Making everyone’s salary public is supposed to be a great equalizer, but a new study finds women are more concerned with keeping up with each other than closing the gender pay gap.

A report published by the European Commission, the executive arm of the European Union, presents a startling, if sobering finding: Women in the workplace take for granted that they will be making less than their male peers, and so use pay transparency to turn their attention instead to whether they’re paid in line with other women at the same company.

That conclusion could impact the results of trailblazing legislation currently under debate. The European Parliament voted earlier this month that companies with at least 50 employees should be required to disclose data on pay. The approved rules also ban those businesses from restricting workers from sharing compensation information. The proposals are subject to potential amendments and a final decision before they become law, which may take months. Lawmakers said the goal was to close the gender pay gap.

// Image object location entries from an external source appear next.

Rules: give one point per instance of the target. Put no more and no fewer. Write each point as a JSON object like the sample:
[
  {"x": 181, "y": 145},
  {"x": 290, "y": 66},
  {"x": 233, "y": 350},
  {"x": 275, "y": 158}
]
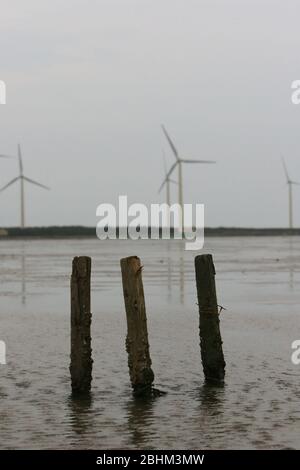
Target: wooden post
[
  {"x": 210, "y": 336},
  {"x": 81, "y": 352},
  {"x": 137, "y": 346}
]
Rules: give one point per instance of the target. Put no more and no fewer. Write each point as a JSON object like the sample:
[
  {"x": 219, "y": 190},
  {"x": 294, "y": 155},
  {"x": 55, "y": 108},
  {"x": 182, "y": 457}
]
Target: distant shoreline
[{"x": 90, "y": 232}]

“The fact that women react more to differences in wages when comparing themselves to other women, than when comparing to men, implies we should be aware of this mechanism when promoting pay transparency if the objective is to empower women to react to the gender pay gap,” author Marianna Baggio, a behavioral economist for the European Commission, said in a video interview Tuesday.

Unequal Pay
The new study casts doubt over whether increased transparency alone can fix the gap between men and women’s pay.

The research asked 1,800 people across Germany, Spain and Poland -- three of the countries most advanced in the goal of adopting pay transparency legislation -- to complete a task in exchange for tokens. During the experiment, the workers were told whether they were paid well or badly compared to others.

When women discovered they were being paid less than other women, they were less motivated to put in extra effort –- that would give them no reward –- than when they found out men earned more.

A more effective way to encourage women to ask for pay raises might be to give them more feedback on their performance, said co-author Ginevra Marandola, an economist at the Italian Ministry of Economy and Finance.

“Perhaps women need to increase their own self-esteem so they feel entitled to react to the gender pay gap,” she said.

The study also found that men tended to put in less extra effort in an organization with more female bosses, which Baggio said could be because the men saw women peers as a “threat to their status.” Meanwhile, women worked better under female managers.